Azure OpenAI chat bot ignoring document context and using external knowledge

I’m working on a document-based chatbot using Azure OpenAI services. The bot uses gpt-35-turbo for chat and text-embedding-ada-002 for embeddings. The weird thing is that when I use regular OpenAI models, the bot only answers from my uploaded documents like it should. But with Azure OpenAI, it keeps pulling answers from its training data instead of sticking to my PDF files.

ai_client = AzureChatOpenAI(
    api_key=os.getenv("AZURE_KEY"),
    api_version=os.getenv("API_VERSION"),
    azure_endpoint=os.getenv("AZURE_ENDPOINT")
)

vector_embeddings = AzureOpenAIEmbeddings(
    openai_api_version="2024-04-01-preview",
    openai_api_type="azure",
    api_key=os.getenv("AZURE_KEY"),
    azure_endpoint=os.getenv("AZURE_ENDPOINT"),
    azure_deployment="text-embedding-ada-002",
    chunk_size=500
)

doc_splitter = RecursiveCharacterTextSplitter(chunk_size=15, chunk_overlap=3)
chunks = doc_splitter.split_documents(pdf_documents)

vector_db = Chroma.from_documents(documents=chunks, embedding=vector_embeddings)
doc_retriever = vector_db.as_retriever()
context_prompt = (
    "Based on chat history and current user question, "
    "create a standalone question that makes sense "
    "without needing the conversation history. "
    "Don't answer it, just rephrase if necessary."
)

context_template = ChatPromptTemplate.from_messages([
    ("system", context_prompt),
    MessagesPlaceholder("chat_history"),
    ("human", "{input}")
])

history_retriever = create_history_aware_retriever(
    ai_client, doc_retriever, context_template
)

answer_prompt = (
    "You help users find information from documents. "
    "Only use the context provided below to answer questions. "
    "If the answer isn't in the context, say you don't know. "
    "Never use external knowledge beyond the provided documents. "
    "Keep responses under five sentences.\n\n{context}"
)

qa_template = ChatPromptTemplate.from_messages([
    ("system", answer_prompt),
    MessagesPlaceholder("chat_history"),
    ("human", "{input}")
])

doc_chain = create_stuff_documents_chain(ai_client, qa_template)
full_chain = create_retrieval_chain(history_retriever, doc_chain)

def get_chat_history(session_id: str):
    if session_id not in chat_store:
        chat_store[session_id] = ChatMessageHistory()
    return chat_store[session_id]

chat_store = {}
final_chain = RunnableWithMessageHistory(
    full_chain,
    get_chat_history,
    input_messages_key="input",
    history_messages_key="chat_history",
    output_messages_key="answer"
)

Why does Azure OpenAI ignore my instructions to only use document context?

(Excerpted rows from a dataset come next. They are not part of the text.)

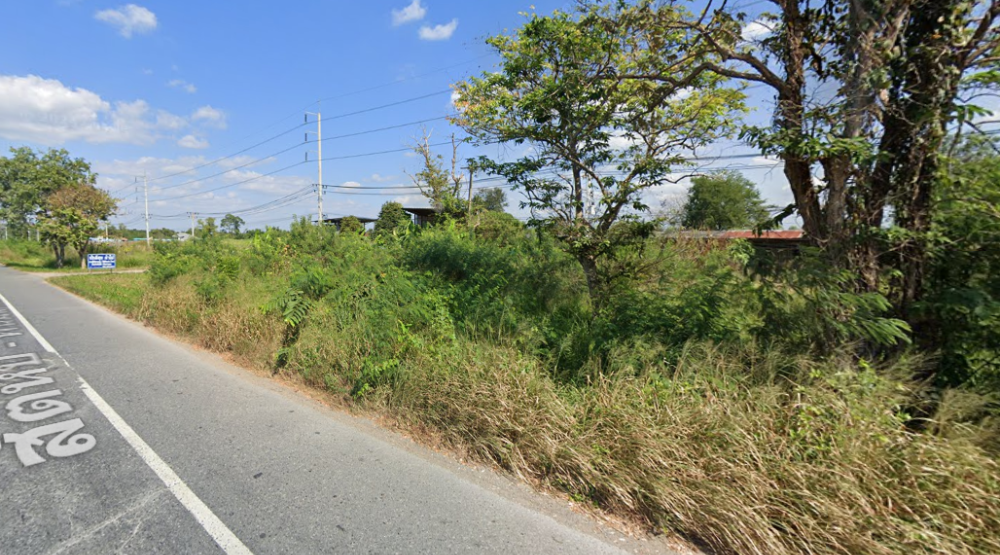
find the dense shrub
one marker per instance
(707, 396)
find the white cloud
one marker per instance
(182, 85)
(413, 12)
(166, 120)
(210, 116)
(757, 29)
(129, 19)
(438, 32)
(190, 141)
(619, 141)
(413, 201)
(48, 112)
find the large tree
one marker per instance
(71, 216)
(391, 218)
(724, 199)
(865, 91)
(231, 224)
(28, 177)
(591, 139)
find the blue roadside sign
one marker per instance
(101, 262)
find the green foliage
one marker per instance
(71, 216)
(491, 199)
(961, 314)
(27, 178)
(558, 90)
(704, 398)
(231, 224)
(391, 218)
(350, 224)
(721, 200)
(206, 229)
(441, 187)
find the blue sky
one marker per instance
(167, 88)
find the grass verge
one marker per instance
(741, 445)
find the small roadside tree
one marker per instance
(391, 218)
(27, 178)
(231, 224)
(490, 200)
(71, 216)
(351, 224)
(588, 133)
(207, 228)
(442, 187)
(723, 200)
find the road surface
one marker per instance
(117, 440)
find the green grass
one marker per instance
(676, 409)
(123, 293)
(31, 256)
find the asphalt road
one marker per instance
(117, 440)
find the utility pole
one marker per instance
(319, 152)
(469, 169)
(145, 193)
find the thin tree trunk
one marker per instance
(589, 265)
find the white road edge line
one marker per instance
(221, 533)
(31, 329)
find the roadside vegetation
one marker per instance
(708, 397)
(838, 399)
(33, 256)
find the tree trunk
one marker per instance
(589, 265)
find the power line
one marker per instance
(237, 183)
(366, 154)
(270, 205)
(217, 160)
(403, 80)
(387, 128)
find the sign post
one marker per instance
(101, 262)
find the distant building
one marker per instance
(783, 240)
(423, 216)
(336, 221)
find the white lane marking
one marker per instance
(221, 533)
(31, 329)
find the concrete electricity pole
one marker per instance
(145, 193)
(319, 152)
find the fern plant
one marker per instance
(306, 287)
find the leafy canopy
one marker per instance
(593, 142)
(723, 200)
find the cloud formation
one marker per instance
(438, 32)
(129, 19)
(190, 141)
(210, 116)
(182, 85)
(48, 112)
(413, 12)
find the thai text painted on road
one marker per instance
(30, 396)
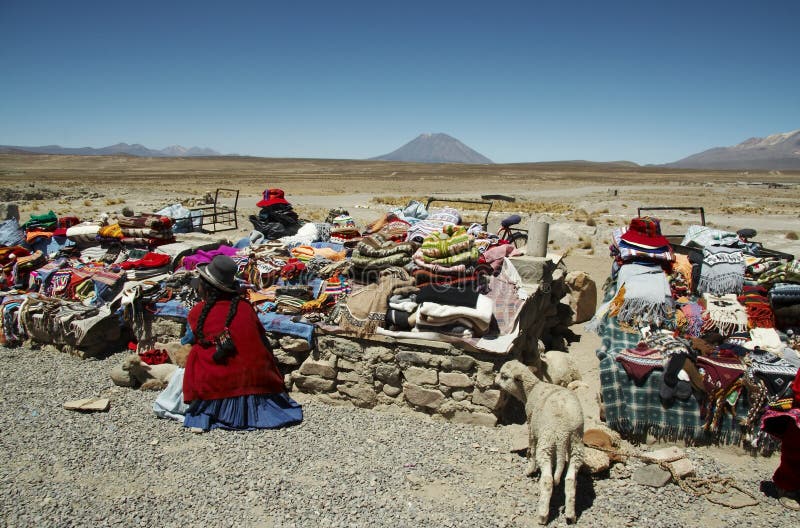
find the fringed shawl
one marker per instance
(722, 271)
(724, 314)
(647, 297)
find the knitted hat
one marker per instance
(272, 197)
(645, 232)
(220, 273)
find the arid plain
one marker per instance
(582, 202)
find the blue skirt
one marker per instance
(244, 413)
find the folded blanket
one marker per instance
(722, 271)
(437, 314)
(702, 236)
(453, 240)
(150, 221)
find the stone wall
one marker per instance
(436, 378)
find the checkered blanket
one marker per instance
(636, 410)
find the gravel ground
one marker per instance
(342, 467)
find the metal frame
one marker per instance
(488, 203)
(219, 213)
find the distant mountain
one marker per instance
(435, 148)
(775, 152)
(120, 148)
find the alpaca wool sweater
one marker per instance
(250, 370)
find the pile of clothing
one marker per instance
(707, 329)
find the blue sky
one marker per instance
(646, 81)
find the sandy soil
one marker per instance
(582, 202)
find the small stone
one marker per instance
(682, 467)
(416, 395)
(455, 379)
(652, 475)
(667, 454)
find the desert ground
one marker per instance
(581, 201)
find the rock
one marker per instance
(652, 475)
(596, 461)
(459, 395)
(294, 344)
(388, 374)
(391, 390)
(378, 353)
(428, 398)
(455, 379)
(323, 369)
(351, 376)
(490, 398)
(682, 468)
(312, 384)
(533, 269)
(423, 359)
(362, 395)
(583, 295)
(463, 363)
(338, 346)
(121, 377)
(667, 454)
(474, 418)
(420, 376)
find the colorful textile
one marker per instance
(756, 305)
(626, 252)
(724, 314)
(787, 272)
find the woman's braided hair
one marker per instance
(223, 342)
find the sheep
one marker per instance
(555, 430)
(558, 368)
(150, 377)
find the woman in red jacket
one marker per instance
(231, 379)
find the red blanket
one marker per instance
(250, 371)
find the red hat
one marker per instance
(272, 197)
(645, 232)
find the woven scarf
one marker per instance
(724, 314)
(692, 314)
(756, 304)
(722, 271)
(648, 298)
(788, 272)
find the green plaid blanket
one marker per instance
(636, 410)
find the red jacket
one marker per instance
(250, 370)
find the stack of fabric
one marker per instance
(150, 265)
(447, 257)
(434, 223)
(344, 231)
(463, 313)
(146, 230)
(375, 253)
(276, 218)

The same setup works fine with regular OpenAI.

Hit this exact problem migrating from OpenAI to Azure OpenAI a few months ago. Azure handles system prompts and temperature settings differently.

Your chunk size of 15 is way too small - that’s barely a sentence. Bump it to 1000-1500 characters minimum. Tiny chunks mean the retriever can’t find meaningful context, so the model just uses its training data instead.

You’re missing the temperature parameter in your AzureChatOpenAI client. Azure OpenAI runs more “creative” by default. Add temperature=0.1 to make it stick to your context.

Be more aggressive with your system prompt. Skip “Only use the context provided” and try “STRICTLY answer only from the context below. If information isn’t explicitly stated in the context, respond with ‘I don’t have that information in the provided documents.’”

Regular OpenAI vs Azure OpenAI behave differently because of different model versions and fine tuning. They’re supposedly the same models, but Azure versions act weird sometimes.

This walkthrough covers similar contextual chatbot issues and shows good debugging techniques when your bot goes off track.

I hit this same issue with Azure OpenAI on a document QA system. Your chunk_size=15 is way too small - that’s literally 2-3 words per chunk. Your retriever’s probably returning useless fragments that don’t give the model enough context to work with. When there’s not enough relevant info, Azure OpenAI just pulls from its training data instead.

Bump your chunk_size to 800-1200 characters with chunk_overlap around 200. Also, print out what your retriever’s actually returning - I bet the chunks aren’t as relevant as you think.

One more thing - check your Azure deployment settings in the portal. Sometimes those override your API parameters in weird ways. Make sure your gpt-35-turbo deployment doesn’t have content filtering or custom settings messing with context adherence.